Several more explosions blew bright red holes in the night. Thunderous echoes buffeted the car as it crested another hill. Crow cried out and jammed on the brakes; the wheels screeched and the car slewed and fishtailed before finally coming to a stop at the top of the last hill before they reached the town proper. Crow and LaMastra felt their minds freezing with shock as they stared at the road and the town. Cars by the hundreds clogged the road, crowding both lanes, clawing along the shoulders as they fled from the town. Behind the mad exodus the town itself was ablaze. Fires whooshed upward from dozens of spots, and the undersides of the clouds writhed with red snakes of reflected fire. Buildings and trees burned vigorously; telephone poles flamed like torches all along Corn Hill.
“Who’s doing all this?” LaMastra punched the dashboard. “This can’t all be Vic Wingate. I mean—these are vampires we’re dealing with! Vampires don’t blow shit up. Do they?”
The flaming debris was raining down onto the rooftops of the houses near the elementary school. Already some of the houses were burning. “They do now,” Crow said in a drum-tight voice. “I guess they do whatever serves their purpose?”
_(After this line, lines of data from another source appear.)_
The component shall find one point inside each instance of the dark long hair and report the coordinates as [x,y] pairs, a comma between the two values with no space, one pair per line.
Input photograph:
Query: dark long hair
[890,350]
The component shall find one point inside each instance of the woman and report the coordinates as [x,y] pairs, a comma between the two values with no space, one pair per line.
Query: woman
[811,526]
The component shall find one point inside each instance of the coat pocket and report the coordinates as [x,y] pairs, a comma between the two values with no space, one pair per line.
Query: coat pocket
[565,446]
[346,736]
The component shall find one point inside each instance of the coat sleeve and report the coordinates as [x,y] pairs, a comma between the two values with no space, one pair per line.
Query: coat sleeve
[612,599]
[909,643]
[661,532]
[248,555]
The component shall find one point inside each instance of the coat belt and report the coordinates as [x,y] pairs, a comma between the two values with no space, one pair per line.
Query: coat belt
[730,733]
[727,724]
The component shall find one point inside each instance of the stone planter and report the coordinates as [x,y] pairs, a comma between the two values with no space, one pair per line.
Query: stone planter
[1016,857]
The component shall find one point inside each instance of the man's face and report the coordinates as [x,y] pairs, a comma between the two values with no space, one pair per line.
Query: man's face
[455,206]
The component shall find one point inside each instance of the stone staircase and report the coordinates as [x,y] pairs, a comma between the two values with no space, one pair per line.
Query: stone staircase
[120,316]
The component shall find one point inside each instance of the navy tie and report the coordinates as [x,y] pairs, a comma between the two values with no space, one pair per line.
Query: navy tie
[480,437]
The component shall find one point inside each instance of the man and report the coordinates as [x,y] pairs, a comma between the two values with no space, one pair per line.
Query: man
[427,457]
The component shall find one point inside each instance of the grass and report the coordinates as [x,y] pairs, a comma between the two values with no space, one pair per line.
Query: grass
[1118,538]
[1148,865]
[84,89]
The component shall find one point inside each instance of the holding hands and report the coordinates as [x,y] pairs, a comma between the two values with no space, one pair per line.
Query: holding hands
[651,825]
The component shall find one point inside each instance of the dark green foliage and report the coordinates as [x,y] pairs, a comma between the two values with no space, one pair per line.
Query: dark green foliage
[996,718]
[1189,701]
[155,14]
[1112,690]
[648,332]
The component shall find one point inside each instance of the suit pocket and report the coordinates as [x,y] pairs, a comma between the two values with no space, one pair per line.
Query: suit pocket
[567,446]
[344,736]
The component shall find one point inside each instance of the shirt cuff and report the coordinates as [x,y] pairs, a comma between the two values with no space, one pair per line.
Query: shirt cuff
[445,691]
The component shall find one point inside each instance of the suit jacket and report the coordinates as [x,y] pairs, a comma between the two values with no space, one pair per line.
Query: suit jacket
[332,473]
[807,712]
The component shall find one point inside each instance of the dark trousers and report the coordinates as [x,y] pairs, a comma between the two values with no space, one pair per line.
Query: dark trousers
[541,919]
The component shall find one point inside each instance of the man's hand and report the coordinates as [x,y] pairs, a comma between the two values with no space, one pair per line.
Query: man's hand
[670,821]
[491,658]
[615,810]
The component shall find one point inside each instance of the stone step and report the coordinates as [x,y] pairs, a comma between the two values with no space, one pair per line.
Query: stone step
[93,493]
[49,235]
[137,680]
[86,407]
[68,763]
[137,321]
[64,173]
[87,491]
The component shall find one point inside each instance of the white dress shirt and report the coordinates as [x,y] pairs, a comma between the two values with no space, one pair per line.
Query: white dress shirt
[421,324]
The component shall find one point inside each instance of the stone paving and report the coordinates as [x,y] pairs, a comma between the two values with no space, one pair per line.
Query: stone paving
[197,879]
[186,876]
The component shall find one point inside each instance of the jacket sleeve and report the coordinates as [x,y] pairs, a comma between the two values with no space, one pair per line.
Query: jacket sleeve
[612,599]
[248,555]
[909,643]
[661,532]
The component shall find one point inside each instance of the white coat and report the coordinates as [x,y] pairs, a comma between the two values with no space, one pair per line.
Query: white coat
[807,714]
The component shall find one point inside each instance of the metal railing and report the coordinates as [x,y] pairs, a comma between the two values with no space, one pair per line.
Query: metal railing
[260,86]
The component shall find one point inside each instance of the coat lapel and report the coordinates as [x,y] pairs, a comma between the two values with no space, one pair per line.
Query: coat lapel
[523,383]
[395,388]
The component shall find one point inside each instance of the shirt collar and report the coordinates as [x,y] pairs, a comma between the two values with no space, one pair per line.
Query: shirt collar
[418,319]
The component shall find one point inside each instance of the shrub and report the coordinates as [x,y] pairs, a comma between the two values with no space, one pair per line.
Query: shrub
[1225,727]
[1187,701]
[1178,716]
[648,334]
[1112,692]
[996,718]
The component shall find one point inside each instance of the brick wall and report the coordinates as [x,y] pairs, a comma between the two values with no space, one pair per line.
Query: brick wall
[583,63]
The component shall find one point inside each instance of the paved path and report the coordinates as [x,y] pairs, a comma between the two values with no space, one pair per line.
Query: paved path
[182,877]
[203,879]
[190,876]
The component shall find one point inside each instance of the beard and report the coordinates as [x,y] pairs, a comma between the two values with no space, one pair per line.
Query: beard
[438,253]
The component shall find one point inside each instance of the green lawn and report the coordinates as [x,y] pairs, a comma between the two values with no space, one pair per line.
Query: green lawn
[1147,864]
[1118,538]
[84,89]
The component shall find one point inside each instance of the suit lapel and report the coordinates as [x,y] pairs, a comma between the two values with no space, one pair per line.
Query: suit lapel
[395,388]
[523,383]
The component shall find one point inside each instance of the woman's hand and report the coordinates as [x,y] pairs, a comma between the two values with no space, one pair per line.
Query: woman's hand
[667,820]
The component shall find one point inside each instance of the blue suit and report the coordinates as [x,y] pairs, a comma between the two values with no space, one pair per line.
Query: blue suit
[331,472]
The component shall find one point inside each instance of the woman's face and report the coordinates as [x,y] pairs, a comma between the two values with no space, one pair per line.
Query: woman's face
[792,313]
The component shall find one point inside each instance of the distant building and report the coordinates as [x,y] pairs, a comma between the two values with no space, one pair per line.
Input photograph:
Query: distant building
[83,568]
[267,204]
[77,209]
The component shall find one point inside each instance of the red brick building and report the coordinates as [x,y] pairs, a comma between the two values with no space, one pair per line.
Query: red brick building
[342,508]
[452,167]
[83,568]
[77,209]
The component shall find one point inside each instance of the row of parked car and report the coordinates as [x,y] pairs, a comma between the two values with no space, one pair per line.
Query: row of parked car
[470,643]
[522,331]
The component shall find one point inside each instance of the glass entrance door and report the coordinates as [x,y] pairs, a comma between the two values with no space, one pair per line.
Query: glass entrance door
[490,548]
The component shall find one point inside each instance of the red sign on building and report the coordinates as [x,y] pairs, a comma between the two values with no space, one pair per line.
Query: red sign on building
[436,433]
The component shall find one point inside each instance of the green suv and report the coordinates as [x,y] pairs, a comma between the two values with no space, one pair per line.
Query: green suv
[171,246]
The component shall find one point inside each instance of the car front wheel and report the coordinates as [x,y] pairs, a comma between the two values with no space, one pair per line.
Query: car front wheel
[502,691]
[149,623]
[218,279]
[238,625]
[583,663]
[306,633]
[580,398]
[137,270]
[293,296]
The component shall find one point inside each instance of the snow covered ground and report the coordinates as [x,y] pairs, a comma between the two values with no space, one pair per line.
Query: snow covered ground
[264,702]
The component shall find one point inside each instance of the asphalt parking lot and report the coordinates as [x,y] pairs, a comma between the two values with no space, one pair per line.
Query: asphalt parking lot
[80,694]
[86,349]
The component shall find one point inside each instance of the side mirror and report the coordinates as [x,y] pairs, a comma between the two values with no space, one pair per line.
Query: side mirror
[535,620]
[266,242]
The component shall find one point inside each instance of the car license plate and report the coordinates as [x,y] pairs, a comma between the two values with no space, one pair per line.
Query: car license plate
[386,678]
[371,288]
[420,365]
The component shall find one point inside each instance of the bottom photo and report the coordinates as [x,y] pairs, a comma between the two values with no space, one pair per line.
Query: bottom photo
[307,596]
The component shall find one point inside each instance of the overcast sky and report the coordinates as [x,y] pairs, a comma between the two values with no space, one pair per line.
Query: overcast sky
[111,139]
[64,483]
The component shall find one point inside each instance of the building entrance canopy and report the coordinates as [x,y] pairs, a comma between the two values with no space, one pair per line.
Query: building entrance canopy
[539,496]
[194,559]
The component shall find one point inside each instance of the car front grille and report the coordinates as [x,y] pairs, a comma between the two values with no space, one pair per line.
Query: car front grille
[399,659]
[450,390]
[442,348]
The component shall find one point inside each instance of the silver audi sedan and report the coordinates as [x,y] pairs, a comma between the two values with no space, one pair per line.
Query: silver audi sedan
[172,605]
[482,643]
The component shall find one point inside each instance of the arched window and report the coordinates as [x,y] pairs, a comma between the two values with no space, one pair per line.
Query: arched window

“Purpose? Purpose? What purpose? I mean, why blow shit up if you just want to drink blood? I don’t get it.”
A line of cars three abreast were heading right for them, horns blaring, high beams flashing on and off. “Hold on,” Crow said as he spun the wheel. “This is going to get tricky.” Missy left the road and crunched along on the outside edge of the shoulder, at times clinging to the edge of the drainage ditch that ran parallel to the verge. He reached the line of cars and shot past; the drivers cursed at him and shot him the finger, but Crow spun the wheel back and shot back onto the road, accelerating into an open slot, racing into the burning town.
(2)
Ruger had kill zones set up at each of the big event areas that made up the Festival, using the handy tourist brochures so thoughtfully provided by the borough to locate the right spots. One of them was the Dead-End Drive-In, and that was already a slaughterhouse; another was the Hayride. He had teams hitting the college campus, the two movie theaters, the high school gymnasium, and the banquet hall of the Harvestman—everywhere tourists were gathering in large numbers with some possibility of containment. Vic’s fireworks were keeping things hopping. The bridges were gone, which meant that no one was getting out of Pine Deep. If they fled into the farms and state forest, then that would be a happy hunting ground for later on. By the time anyone on the outside figured out what was happening—if that was even possible—and mobilized any kind of police or military response, it would be way too late. The Man would be up by then.
(3)
Brinke Stevens flashed a bright smile as she handed the signed 8x10 studio portrait of her in a seductive pose. The young man she’d signed it for was blushing so hard he couldn’t speak.
“Don’t forget your candy,” she called, and the guy reached out a sweaty, trembling hand to take the bag of Pine Deep Authentic Candy Corn. Everyone who got a picture got some candy. The fan pressed the picture to his chest and sort of scuttled away, already tearing open the plastic bag.